The eshet chayil of Proverbs 31 is a valorous woman, it seems, because she is sacrificial: the whole poem is about how she serves her family and the poor. Surely these words have been read and used oppressively, but they need not be seen in that way. There are ways to serve in which the giver does not forsake her identity. Indeed, this is the very example of Christ, reflected in another poem, who humbled himself to the point of death, even death on a cross—and Christ clearly did not relinquish his identity in order to display humility.
Similarly, if you met Sarah Jones, you’d know she’s no shrinking violet. She’s full of opinions and ideas. She’s usually in the middle of three books, planning a party, and thinking about when she can next get up to the family cabin.

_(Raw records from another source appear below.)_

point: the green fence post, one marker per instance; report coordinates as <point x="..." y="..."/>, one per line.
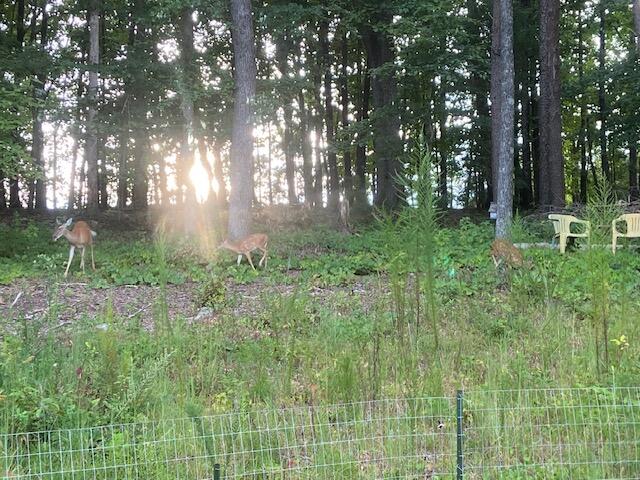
<point x="459" y="435"/>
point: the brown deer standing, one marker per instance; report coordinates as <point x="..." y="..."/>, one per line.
<point x="79" y="237"/>
<point x="257" y="241"/>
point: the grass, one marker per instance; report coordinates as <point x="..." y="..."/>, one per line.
<point x="528" y="328"/>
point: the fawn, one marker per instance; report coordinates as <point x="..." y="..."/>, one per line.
<point x="244" y="246"/>
<point x="79" y="237"/>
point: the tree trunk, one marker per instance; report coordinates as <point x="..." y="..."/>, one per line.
<point x="502" y="118"/>
<point x="123" y="171"/>
<point x="307" y="157"/>
<point x="582" y="141"/>
<point x="187" y="82"/>
<point x="636" y="23"/>
<point x="344" y="97"/>
<point x="333" y="197"/>
<point x="442" y="143"/>
<point x="54" y="167"/>
<point x="386" y="122"/>
<point x="527" y="196"/>
<point x="283" y="48"/>
<point x="269" y="165"/>
<point x="361" y="148"/>
<point x="14" y="185"/>
<point x="37" y="149"/>
<point x="242" y="140"/>
<point x="318" y="127"/>
<point x="551" y="161"/>
<point x="91" y="146"/>
<point x="602" y="99"/>
<point x="633" y="172"/>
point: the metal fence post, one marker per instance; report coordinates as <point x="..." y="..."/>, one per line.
<point x="459" y="435"/>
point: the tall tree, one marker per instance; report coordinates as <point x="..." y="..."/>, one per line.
<point x="283" y="48"/>
<point x="360" y="195"/>
<point x="387" y="146"/>
<point x="37" y="147"/>
<point x="602" y="98"/>
<point x="91" y="144"/>
<point x="138" y="97"/>
<point x="332" y="161"/>
<point x="636" y="22"/>
<point x="242" y="140"/>
<point x="344" y="99"/>
<point x="551" y="168"/>
<point x="503" y="111"/>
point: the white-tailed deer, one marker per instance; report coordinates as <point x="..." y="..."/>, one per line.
<point x="79" y="237"/>
<point x="257" y="241"/>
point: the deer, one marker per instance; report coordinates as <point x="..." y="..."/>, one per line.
<point x="79" y="237"/>
<point x="244" y="246"/>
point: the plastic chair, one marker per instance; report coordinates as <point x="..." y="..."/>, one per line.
<point x="562" y="227"/>
<point x="633" y="228"/>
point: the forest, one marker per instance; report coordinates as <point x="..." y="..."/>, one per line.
<point x="319" y="239"/>
<point x="116" y="104"/>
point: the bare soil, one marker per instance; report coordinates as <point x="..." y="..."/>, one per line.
<point x="71" y="301"/>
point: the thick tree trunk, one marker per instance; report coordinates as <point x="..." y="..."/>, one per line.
<point x="242" y="140"/>
<point x="361" y="148"/>
<point x="551" y="162"/>
<point x="333" y="196"/>
<point x="386" y="122"/>
<point x="283" y="48"/>
<point x="138" y="109"/>
<point x="482" y="134"/>
<point x="344" y="97"/>
<point x="14" y="185"/>
<point x="91" y="146"/>
<point x="502" y="94"/>
<point x="602" y="99"/>
<point x="37" y="152"/>
<point x="187" y="82"/>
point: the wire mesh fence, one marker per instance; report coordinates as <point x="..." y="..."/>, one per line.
<point x="590" y="433"/>
<point x="510" y="434"/>
<point x="408" y="438"/>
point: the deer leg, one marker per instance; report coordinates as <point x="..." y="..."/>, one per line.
<point x="248" y="255"/>
<point x="71" y="251"/>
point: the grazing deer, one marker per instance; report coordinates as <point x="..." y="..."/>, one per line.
<point x="257" y="241"/>
<point x="79" y="237"/>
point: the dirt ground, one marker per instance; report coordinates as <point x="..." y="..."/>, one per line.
<point x="35" y="298"/>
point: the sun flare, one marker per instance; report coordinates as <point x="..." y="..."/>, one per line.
<point x="200" y="179"/>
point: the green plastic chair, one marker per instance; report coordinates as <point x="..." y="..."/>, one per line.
<point x="562" y="227"/>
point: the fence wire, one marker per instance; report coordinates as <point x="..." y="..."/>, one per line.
<point x="591" y="433"/>
<point x="397" y="438"/>
<point x="588" y="433"/>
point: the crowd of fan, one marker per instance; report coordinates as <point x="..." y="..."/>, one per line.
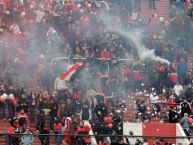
<point x="77" y="30"/>
<point x="181" y="4"/>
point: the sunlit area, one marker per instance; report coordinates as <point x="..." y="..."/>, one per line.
<point x="96" y="72"/>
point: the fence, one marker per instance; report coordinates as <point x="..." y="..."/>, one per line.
<point x="6" y="139"/>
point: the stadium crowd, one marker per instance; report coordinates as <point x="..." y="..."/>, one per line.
<point x="36" y="32"/>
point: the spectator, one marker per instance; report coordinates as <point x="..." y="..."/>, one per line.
<point x="185" y="124"/>
<point x="185" y="107"/>
<point x="27" y="137"/>
<point x="173" y="115"/>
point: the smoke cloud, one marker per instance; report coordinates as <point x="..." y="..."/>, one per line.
<point x="136" y="37"/>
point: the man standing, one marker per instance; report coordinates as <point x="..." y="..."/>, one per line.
<point x="152" y="4"/>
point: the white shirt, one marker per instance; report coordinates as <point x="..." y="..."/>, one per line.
<point x="154" y="99"/>
<point x="177" y="89"/>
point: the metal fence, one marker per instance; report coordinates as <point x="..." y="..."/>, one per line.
<point x="52" y="139"/>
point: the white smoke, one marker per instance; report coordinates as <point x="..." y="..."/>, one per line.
<point x="136" y="37"/>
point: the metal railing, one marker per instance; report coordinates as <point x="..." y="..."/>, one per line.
<point x="5" y="138"/>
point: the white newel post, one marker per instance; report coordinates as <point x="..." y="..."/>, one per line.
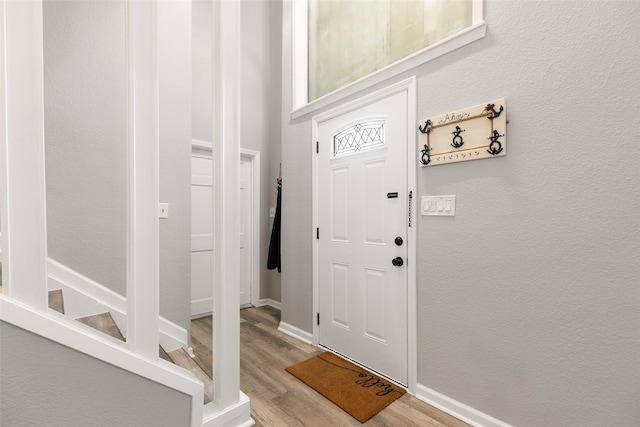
<point x="22" y="182"/>
<point x="143" y="181"/>
<point x="226" y="145"/>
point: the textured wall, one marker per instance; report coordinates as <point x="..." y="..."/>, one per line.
<point x="528" y="298"/>
<point x="175" y="160"/>
<point x="202" y="47"/>
<point x="85" y="139"/>
<point x="259" y="119"/>
<point x="48" y="384"/>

But she didn’t become so absorbed in her relatively comfortable suburban life that she couldn’t see someone who needed her to drop everything, delay her plans, and lend a hand.
Merry Christmas, Mom. You are a Woman of Valor to me.
See a video about Sarah and Cavonte here.
This post is part of our Women of Valor series. Eshet chayil—woman of valor— has long been a blessing of praise in the Jewish community. Husbands often sing the line from Proverbs 31 to their wives at Sabbath meals. Women cheer one another on through accomplishments in homemaking, career, education, parenting, and justice by shouting a hearty “eshet chayil!” after each milestone. Great women of the faith, like Sarah and Ruth and Deborah, are identified as women of valor. One of my goals after completing my year of biblical womanhood was to “take back” Proverbs 31 as a blessing, not a to-do list, by identifying and celebrating women of valor. To help me in this, you submitted nearly 100 essays to our Women of Valor essay contest. There were so many essays that made me laugh, cry, and think I’ve decided that, in addition to the eight winners we featured in August, I will select several more to feature as guest posts throughout the fall.
We have honored a single mom, a feisty professor, a midwife, a foster parent, an abuse survivor, a brave grandmother, a master seamstress, a young Ugandan woman who reached out to a sister in need, and many more.